Angèle. Blu Samu. Juicy. Esinam. Rive. Cocaine Piss. Alice on the Roof. Blanche. Sonnfjord. Zoe McPherson. Céline Gillain. Quand on tente de lister les filles (et groupes de filles) qu'on a pu voir sur le devant de la scène en FWB au cours de l'année dernière, les noms nous viennent à la pelle. Et pourtant. Si à l'heure de la quatrième vague féministe, elles sont de plus en plus nombreuses à se faire entendre, il reste encore beaucoup de chemin à parcourir. Car la sous-représentation des femmes dans le secteur musical n'est pas qu'une impression tenace, difficile à mesurer vu le peu de chiffres disponibles sur la question. Elle est une réalité, que quelques exemples criants viennent nous rappeler de temps à autre, comme cette affiche photoshoppée du festival Coachella qui avait fait le tour de la Toile il y a quelques années: sans les artistes masculins, on n'y retrouvait quasiment plus rien, avec son quota faiblard de 13% d'artistes féminins. Heureusement, les acteurs sont de plus en plus nombreux à vouloir renverser la vapeur, à l'image du Primavera, qui peut se vanter d'avoir composé une affiche paritaire sous le slogan "The New Normal".

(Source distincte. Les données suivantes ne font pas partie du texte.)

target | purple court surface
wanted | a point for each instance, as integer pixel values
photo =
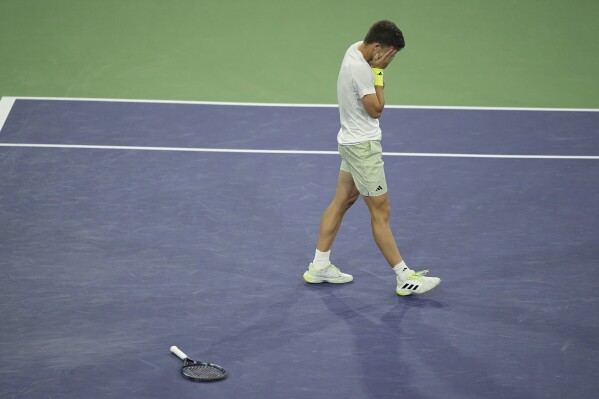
(129, 227)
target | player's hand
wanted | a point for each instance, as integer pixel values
(382, 61)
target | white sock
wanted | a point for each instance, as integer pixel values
(321, 259)
(402, 270)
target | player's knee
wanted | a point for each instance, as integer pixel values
(352, 200)
(381, 213)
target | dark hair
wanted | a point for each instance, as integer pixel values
(387, 34)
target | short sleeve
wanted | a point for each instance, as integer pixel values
(363, 81)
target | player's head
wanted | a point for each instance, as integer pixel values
(386, 34)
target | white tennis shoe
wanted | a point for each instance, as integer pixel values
(416, 283)
(329, 274)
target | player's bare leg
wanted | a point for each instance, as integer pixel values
(322, 270)
(345, 196)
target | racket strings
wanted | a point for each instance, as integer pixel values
(204, 372)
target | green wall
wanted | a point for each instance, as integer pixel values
(523, 53)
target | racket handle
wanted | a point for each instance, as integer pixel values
(178, 352)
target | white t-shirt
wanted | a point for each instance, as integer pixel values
(355, 81)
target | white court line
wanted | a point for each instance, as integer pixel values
(290, 152)
(6, 104)
(250, 104)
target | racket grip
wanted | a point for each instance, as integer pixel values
(178, 352)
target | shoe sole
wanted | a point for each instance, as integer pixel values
(406, 293)
(317, 280)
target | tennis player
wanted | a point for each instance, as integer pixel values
(360, 92)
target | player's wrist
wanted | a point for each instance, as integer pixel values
(379, 74)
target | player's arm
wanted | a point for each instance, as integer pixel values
(375, 103)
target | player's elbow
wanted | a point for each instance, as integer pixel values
(374, 113)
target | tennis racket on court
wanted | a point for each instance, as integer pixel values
(199, 371)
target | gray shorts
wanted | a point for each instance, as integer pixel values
(364, 161)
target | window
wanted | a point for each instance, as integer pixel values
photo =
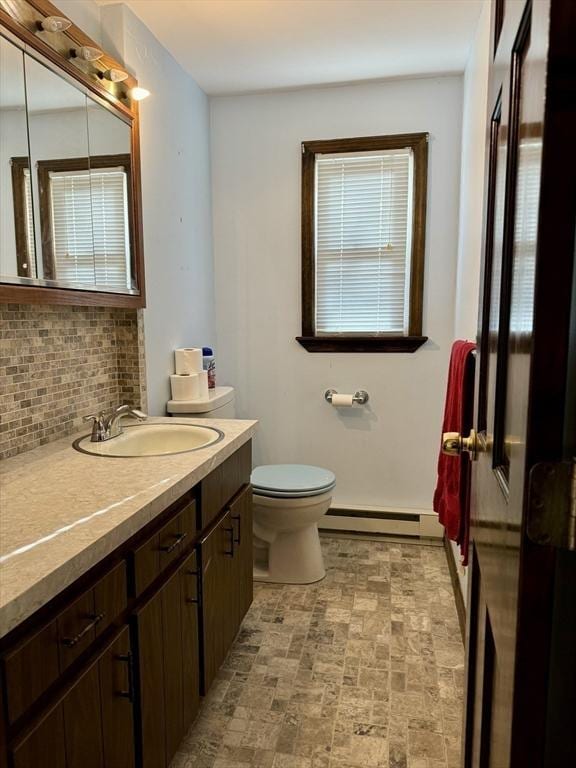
(363, 226)
(84, 218)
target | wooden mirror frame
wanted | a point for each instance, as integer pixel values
(21, 19)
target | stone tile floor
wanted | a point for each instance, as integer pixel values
(363, 669)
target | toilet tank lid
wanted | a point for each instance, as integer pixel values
(291, 477)
(217, 397)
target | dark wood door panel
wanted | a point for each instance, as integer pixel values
(526, 310)
(223, 483)
(190, 591)
(173, 664)
(152, 722)
(241, 516)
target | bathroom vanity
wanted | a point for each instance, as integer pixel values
(118, 607)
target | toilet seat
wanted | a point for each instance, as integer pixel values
(291, 481)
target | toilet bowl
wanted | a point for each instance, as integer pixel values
(289, 500)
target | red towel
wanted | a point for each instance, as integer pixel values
(452, 494)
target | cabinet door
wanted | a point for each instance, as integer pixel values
(172, 652)
(241, 515)
(151, 683)
(47, 739)
(117, 691)
(190, 641)
(218, 618)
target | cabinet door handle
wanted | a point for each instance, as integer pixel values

Scivias fait partie de ces initiatives qui comptent bien faire avancer les choses dans le bon sens. Derrière ce nom latin (signifiant "sache les voies" et emprunté à l'oeuvre de la bénédictine, autrice et compositrice du XIe siècle Hildegarde de Bingen), on retrouve une série d'institutions impliquées dans la musique en Fédération Wallonie-Bruxelles (Botanique, Court-Circuit, Wallonie-Bruxelles Musiques, Conseil de la Musique, Studio des Variétés, Service des musiques non-classiques et FACIR, pour commencer) qui se sont unis pour prendre une série d'engagements regroupés dans un manifeste qui s'ouvre ainsi: "En tant qu'institutions du secteur public en Fédération Wallonie-Bruxelles, nous affirmons l'existence de discriminations implicites et explicites des femmes ou se reconnaissant comme telles dans nos sociétés, avec des répercussions indiscutables dans le secteur musical."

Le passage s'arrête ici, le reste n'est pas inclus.